I once left Bill Walton a voice message regarding a story I was working on about Larry Bird. When he telephoned back, I didn’t even have to ask him a question. I just pressed a button on my tape recorder.
He must have gone on for an hour. It was one of the great joys of my career. An hour was all you needed, if that, to fall in love with the man. By then, Walton would have given you a lesson on basketball and life.
“Larry’s story, coming from where he came from in Terre Haute,” he said in a breath as long as his 6 feet, 11 inches. “It is just a classic journey of this comet, this meteor, just searing across the universe, and bam — just so much light, so much heat, so much radiating brilliance, and it just said, ‘Larry Bird, I was there.’”
With the NBA’s announcement of Walton’s death from “a prolonged battle with cancer” at age 71 on Memorial Day, I could not say it better about his story. Nobody could. Everything he said was very Bill Walton. He was one of a kind and lived life to its fullest, even more than his résumé as one of the game’s greatest, because a career’s worth of foot injuries and back pain in retirement nearly took it all away.
He loved bike riding and the Grateful Dead. He loved life, because he almost lost it.
“I have been living on the floor for most of the last two-and-a-half years, unable to move, unable to get up,” Walton wrote for his 2016 autobiography, “Back from the Dead,” of the spinal collapse that sent him into a depression in San Diego in the summer of 2009. “I’ve cut myself off from Jerry, Bob, Neil, and the rest, just as I’ve disconnected from most everybody and everything else. The only people I see, talk, or hear from are the few who refuse to leave me alone — my wife, Lori; my brother Bruce; our four sons; the most obstinate of my closest friends, like Andy Hill, Jim Gray, my guys in the Grateful Dead — and the one person I refuse to leave alone, John Wooden, now almost one hundred years old. Everybody else has been turned away. My mom doesn’t even know about any of this. She only gets the good news.”

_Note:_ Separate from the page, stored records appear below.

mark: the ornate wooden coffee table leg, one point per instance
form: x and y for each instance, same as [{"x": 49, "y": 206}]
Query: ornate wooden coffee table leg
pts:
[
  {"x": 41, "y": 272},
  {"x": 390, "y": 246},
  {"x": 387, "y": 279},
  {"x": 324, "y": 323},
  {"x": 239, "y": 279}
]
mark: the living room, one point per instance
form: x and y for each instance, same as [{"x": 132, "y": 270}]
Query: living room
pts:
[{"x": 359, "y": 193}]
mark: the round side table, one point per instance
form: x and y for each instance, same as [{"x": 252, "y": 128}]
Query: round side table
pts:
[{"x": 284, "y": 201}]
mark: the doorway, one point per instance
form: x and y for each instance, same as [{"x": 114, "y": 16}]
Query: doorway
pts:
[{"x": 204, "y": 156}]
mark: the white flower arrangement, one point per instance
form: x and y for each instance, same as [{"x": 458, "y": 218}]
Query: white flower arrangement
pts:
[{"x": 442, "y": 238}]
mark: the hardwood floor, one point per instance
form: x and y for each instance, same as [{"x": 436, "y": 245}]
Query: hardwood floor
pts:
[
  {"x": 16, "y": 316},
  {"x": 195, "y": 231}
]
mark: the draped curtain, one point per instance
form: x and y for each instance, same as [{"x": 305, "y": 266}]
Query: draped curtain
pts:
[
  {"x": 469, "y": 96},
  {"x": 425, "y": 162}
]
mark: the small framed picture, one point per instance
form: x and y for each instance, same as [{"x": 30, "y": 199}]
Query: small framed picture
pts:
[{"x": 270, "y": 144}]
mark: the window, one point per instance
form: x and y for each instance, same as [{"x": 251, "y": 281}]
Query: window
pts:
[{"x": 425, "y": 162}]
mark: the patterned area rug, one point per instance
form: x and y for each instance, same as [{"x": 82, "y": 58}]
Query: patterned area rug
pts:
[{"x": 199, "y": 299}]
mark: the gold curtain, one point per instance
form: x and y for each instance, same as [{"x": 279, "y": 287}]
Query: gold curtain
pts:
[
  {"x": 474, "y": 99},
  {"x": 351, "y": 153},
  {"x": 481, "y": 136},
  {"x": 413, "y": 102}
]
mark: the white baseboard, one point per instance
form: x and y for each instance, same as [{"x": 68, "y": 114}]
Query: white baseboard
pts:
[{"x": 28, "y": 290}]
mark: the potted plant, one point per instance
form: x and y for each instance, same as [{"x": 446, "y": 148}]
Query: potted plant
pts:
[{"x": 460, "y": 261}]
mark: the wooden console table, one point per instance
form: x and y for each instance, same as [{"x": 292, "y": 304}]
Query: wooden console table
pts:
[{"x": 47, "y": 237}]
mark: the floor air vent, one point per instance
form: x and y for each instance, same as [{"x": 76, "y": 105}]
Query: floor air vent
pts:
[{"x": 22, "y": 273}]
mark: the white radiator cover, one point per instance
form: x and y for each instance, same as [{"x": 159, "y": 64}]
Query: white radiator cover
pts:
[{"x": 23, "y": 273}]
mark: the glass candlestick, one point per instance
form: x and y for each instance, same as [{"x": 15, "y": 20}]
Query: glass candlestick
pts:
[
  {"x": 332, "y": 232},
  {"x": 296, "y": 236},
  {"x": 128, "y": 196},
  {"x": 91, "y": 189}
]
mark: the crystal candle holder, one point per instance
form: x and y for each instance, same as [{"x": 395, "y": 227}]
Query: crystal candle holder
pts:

It is with that, that word of Walton’s bout with cancer came as a surprise to so many. His recovery from excruciating back pain gifted us 15 more years of his wisdom and wit. We could see Walton at Dead & Company and on Pac-12 broadcasts until recently, raving about Beethoven, Hugo Chávez or Al Franken.
Oh, and that basketball career. How great a man must you be for me to be 500 words into this and not have mentioned his two NCAA championships at UCLA and two NBA titles nine years apart — one as the league’s MVP on the Portland Trail Blazers and another as its Sixth Man of the Year on the Boston Celtics. Chronic foot problems derailed his NBA career in between, when he was mired on the San Diego Clippers.
He credits Bird’s Celtics for giving him the gift of basketball — of life — again. And, man, was it beautiful. My brother probably sends me this five-minute YouTube clip of Walton and Bird’s dynamic once a year:
And every year I would share this St. Patrick’s Day rant that was lost to radio in 2011, when Walton joined Boston’s WEEI-FM to promote Guinness. I transcribed every glorious word of it for the station’s website and never let it go. That was Walton. You never knew what he would say next, so he held your rapt attention.
He was as magical with words as he was with a basketball:
“The young people, the children, they don’t care that you have red hair and a big nose and a goofy, nerdy looking face and you stutter all the time and you’re a Deadhead and you’re drinking Guinness every minute. They’re going to care that you’re there, and when you care about them, they will care about you. Through practice and through a lifetime of experimentation, maybe you have a chance to play in the game of life one more time — that opportunity that Red [Auerbach] and Larry and Celtics Nation gave me.”
So much heart. So much hyperbole. It is hard to imagine any reason not to love Bill Walton.